既存の業務フローの調整とは異次元の変革が必要
講演の中で根橋氏は、「法務部門は変化しなければならない」というメッセージを「5W1H」に当てはめて整理していった。まずは前提となる、なぜ(Why)の部分だ。
社外環境を見ると、法務部門の業務の範囲は確実に広がっており、難易度も上がっている。個人情報保護をはじめとする各国の規制強化、米国と中国のデカップリング(分断)や地政学リスクの顕在化に伴う経済制裁や輸出規制など、リーガルマターは増える一方だ。しかもテーマはグローバルかつ未曾有の課題だらけで、かつてない複雑さとなっている。

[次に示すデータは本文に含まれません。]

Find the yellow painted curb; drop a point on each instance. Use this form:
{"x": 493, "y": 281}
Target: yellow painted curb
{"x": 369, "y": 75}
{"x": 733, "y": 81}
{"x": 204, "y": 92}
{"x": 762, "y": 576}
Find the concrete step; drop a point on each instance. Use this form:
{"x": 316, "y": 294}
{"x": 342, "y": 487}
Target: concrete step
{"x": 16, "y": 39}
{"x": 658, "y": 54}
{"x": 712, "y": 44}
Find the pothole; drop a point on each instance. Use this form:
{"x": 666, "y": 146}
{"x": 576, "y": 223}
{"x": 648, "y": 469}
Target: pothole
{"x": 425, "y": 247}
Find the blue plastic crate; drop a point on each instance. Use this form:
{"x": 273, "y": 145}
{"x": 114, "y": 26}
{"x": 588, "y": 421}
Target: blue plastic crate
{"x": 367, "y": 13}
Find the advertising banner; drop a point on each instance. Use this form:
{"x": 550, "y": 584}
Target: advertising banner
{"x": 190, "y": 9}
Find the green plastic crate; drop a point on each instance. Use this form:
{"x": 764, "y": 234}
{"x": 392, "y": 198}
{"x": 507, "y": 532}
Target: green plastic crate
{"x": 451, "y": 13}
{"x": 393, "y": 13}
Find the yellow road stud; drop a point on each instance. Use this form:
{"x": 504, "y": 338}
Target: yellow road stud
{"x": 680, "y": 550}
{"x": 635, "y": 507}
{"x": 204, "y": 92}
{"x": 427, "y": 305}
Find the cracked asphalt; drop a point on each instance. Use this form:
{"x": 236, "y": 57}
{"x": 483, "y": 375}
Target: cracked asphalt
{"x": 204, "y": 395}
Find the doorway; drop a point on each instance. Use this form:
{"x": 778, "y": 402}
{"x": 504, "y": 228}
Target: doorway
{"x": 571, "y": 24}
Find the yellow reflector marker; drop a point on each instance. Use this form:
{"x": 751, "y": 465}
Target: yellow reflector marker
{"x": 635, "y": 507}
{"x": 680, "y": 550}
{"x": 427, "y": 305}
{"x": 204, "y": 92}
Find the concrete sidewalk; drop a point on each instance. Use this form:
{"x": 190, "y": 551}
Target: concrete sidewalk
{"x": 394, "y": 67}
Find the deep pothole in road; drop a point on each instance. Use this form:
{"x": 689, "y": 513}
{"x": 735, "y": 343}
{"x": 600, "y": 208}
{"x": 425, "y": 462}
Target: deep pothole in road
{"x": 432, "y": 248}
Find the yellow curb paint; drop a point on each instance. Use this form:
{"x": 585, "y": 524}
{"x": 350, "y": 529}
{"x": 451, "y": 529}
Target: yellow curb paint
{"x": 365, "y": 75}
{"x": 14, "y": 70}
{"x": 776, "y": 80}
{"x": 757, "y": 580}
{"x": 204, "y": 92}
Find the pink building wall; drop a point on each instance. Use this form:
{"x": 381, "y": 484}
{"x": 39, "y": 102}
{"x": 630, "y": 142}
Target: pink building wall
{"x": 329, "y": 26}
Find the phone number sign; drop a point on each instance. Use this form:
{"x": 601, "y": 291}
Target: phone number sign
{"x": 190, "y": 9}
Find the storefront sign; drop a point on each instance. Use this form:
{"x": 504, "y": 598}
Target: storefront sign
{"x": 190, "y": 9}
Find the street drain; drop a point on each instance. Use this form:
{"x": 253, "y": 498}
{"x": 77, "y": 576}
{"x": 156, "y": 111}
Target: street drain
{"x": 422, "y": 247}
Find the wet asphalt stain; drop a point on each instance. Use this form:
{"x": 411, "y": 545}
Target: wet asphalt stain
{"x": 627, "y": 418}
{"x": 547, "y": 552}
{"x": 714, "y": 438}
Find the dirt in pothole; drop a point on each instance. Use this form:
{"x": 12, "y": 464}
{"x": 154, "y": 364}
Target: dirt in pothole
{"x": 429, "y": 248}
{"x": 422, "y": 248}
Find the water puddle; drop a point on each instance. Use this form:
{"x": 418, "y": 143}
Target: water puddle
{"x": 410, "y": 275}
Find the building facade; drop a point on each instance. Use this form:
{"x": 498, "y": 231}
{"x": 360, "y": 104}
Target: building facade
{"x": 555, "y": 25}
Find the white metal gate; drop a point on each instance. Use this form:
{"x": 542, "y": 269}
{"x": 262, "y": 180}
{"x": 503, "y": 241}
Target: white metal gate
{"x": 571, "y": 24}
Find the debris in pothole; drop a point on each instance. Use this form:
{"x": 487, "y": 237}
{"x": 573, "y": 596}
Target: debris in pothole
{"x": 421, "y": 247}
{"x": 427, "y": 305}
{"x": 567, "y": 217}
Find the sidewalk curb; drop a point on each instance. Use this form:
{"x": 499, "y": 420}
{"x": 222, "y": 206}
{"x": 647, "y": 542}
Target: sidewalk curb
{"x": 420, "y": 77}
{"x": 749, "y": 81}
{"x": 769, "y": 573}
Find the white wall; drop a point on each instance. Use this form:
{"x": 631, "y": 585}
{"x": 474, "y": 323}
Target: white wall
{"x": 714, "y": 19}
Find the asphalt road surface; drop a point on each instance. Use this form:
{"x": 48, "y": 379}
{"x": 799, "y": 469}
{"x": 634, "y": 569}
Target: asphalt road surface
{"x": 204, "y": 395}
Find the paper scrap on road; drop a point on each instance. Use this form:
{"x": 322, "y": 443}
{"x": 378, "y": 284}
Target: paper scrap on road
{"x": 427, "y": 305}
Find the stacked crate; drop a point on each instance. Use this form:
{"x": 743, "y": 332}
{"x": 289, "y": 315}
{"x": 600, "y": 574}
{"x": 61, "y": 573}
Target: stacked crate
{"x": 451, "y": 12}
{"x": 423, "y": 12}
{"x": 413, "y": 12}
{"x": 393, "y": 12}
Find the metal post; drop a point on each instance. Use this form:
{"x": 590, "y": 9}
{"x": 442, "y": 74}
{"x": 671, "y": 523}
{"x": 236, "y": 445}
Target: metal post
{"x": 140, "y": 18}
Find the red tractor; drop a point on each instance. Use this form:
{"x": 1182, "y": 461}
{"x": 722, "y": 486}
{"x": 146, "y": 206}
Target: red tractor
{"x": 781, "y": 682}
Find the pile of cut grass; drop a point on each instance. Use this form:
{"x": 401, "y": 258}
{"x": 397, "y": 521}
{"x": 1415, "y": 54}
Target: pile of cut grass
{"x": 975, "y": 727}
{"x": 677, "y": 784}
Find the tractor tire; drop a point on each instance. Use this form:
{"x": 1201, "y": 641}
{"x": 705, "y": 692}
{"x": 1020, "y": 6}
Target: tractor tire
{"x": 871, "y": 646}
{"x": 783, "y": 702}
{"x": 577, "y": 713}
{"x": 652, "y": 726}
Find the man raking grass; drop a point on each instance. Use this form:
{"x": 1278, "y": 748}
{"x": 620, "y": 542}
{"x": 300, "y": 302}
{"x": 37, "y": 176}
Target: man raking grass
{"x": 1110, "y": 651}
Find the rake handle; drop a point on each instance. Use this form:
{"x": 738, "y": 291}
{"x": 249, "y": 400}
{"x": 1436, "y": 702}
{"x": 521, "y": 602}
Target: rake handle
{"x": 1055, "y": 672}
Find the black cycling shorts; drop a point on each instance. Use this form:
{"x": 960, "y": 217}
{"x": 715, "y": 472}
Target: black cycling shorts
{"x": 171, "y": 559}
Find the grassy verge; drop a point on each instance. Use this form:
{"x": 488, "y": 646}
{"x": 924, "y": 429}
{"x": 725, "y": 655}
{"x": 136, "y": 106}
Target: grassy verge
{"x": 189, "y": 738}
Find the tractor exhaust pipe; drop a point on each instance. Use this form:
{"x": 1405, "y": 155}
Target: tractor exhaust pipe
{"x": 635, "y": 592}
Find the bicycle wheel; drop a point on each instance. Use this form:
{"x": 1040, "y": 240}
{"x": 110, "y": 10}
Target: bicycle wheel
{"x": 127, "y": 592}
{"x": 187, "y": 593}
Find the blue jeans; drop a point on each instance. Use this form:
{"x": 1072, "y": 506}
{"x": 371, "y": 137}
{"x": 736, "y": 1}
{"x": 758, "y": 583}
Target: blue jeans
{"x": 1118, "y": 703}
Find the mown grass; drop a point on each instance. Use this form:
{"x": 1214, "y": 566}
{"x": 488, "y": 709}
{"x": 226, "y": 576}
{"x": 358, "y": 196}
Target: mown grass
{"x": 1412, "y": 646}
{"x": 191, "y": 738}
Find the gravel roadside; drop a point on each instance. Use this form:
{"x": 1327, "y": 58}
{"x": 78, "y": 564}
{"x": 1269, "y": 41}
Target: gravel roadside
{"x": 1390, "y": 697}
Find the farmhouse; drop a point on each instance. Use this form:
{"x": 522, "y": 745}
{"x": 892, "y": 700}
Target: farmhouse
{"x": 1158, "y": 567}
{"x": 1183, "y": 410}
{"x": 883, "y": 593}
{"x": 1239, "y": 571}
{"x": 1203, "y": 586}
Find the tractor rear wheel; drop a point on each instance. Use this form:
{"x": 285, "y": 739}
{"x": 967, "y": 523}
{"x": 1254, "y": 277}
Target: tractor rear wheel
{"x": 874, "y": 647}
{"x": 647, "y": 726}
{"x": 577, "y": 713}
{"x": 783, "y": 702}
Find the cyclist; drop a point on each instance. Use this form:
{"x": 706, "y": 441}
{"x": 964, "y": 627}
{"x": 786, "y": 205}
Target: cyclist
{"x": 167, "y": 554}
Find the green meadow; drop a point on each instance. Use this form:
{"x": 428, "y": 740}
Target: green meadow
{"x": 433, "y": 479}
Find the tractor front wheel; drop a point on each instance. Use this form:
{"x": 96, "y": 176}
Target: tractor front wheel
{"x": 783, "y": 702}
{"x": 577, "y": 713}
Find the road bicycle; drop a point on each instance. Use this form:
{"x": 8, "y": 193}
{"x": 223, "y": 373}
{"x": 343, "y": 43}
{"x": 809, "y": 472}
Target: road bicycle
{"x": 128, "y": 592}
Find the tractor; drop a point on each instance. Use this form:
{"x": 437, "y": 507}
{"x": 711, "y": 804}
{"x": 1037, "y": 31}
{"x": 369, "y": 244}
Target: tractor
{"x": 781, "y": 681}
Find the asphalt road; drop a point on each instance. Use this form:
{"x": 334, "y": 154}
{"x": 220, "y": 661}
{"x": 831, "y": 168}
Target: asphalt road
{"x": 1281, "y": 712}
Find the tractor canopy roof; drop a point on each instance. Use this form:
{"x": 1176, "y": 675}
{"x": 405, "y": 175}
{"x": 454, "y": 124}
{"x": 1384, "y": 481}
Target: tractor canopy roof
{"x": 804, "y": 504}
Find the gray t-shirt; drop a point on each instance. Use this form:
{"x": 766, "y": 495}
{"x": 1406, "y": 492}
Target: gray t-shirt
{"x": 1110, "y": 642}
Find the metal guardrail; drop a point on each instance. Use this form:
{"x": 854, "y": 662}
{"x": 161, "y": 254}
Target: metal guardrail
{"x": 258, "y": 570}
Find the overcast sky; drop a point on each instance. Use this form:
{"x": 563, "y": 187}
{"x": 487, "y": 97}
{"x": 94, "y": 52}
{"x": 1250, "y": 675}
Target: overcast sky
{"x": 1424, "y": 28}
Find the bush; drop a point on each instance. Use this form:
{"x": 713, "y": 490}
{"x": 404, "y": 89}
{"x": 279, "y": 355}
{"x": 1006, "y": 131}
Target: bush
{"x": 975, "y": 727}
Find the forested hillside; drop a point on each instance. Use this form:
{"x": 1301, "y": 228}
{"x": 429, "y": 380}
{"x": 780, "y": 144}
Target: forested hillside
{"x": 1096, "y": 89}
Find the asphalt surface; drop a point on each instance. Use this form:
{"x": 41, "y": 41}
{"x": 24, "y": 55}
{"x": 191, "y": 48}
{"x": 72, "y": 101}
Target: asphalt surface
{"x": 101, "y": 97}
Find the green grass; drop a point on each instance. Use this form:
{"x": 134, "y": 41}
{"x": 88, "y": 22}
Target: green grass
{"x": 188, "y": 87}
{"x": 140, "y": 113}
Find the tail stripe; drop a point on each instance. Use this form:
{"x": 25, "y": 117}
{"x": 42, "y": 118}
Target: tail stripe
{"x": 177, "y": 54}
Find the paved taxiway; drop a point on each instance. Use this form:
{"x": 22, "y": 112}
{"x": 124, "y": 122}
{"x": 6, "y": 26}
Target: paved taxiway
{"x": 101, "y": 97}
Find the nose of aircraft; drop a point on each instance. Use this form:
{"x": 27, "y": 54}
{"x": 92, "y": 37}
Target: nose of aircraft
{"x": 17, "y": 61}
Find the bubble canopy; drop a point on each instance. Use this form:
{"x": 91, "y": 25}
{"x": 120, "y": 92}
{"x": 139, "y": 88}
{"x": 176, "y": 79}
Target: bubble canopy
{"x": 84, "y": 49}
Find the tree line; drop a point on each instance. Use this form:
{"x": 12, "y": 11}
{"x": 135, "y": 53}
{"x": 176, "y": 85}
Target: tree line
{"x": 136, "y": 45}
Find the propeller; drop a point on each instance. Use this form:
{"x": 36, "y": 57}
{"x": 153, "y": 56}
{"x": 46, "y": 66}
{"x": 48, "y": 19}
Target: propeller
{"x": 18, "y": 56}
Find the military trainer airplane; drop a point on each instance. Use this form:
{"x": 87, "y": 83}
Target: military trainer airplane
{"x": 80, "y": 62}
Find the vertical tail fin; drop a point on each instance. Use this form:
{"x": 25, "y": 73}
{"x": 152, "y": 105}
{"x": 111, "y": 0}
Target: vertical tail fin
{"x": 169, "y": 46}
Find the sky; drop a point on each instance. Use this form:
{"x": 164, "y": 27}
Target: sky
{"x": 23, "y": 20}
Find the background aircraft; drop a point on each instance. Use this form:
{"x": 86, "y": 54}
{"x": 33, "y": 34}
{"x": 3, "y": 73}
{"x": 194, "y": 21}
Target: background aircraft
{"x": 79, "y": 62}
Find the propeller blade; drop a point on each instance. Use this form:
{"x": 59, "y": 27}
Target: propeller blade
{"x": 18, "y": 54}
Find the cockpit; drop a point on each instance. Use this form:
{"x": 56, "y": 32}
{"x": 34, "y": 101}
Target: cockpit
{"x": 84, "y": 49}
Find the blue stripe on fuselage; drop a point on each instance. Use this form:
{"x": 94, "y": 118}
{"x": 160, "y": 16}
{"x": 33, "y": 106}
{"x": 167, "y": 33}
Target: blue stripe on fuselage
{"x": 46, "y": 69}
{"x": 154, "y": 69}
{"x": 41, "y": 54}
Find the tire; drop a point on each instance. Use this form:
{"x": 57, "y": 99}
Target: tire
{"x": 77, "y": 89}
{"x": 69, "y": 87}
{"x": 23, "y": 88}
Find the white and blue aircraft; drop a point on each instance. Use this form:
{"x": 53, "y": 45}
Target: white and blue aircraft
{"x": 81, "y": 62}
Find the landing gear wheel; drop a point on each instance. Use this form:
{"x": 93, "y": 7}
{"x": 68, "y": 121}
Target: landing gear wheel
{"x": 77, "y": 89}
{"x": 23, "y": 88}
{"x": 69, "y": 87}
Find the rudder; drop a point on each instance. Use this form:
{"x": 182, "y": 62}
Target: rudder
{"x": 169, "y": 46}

しかし多くの企業では、その業務を担う人材が十分ではない。新卒か中途かを問わず、法務人材の採用は難しく、現場は常に逼迫した状態に置かれている。
そんな中に、生成AIが登場してきた。法務の業務は、情報処理・言語処理との親和性が高い。すでに世間では「AIが法務部門の仕事を奪う」という論調もある。根橋氏も「現場からすると、足元の逼迫感とのギャップがあり過ぎてイメージしにくいですが、私も遠からずそんな未来がやってくると見ています」と指摘する。
社内環境も変化している。「現代はVUCA(変動性、不確実性、複雑性、曖昧性)の時代であり、イノベーションを起こさなければならない」などといわれる中で、事業戦略が短期間で見直されるケースが増えてきた。戦略の見直しがあればリーガルリスクも変わり、法務が提供すべき付加価値も変わっていく。
今起こっているこうした変化は、既存の業務フローの調整で済むレベルではなく、従来のスキルセットでは対応し切れない事態になりつつある。実態を踏まえ、根橋氏は「法務部門には『変化』ではなく『変革』が必要なのではないか」と考えているという。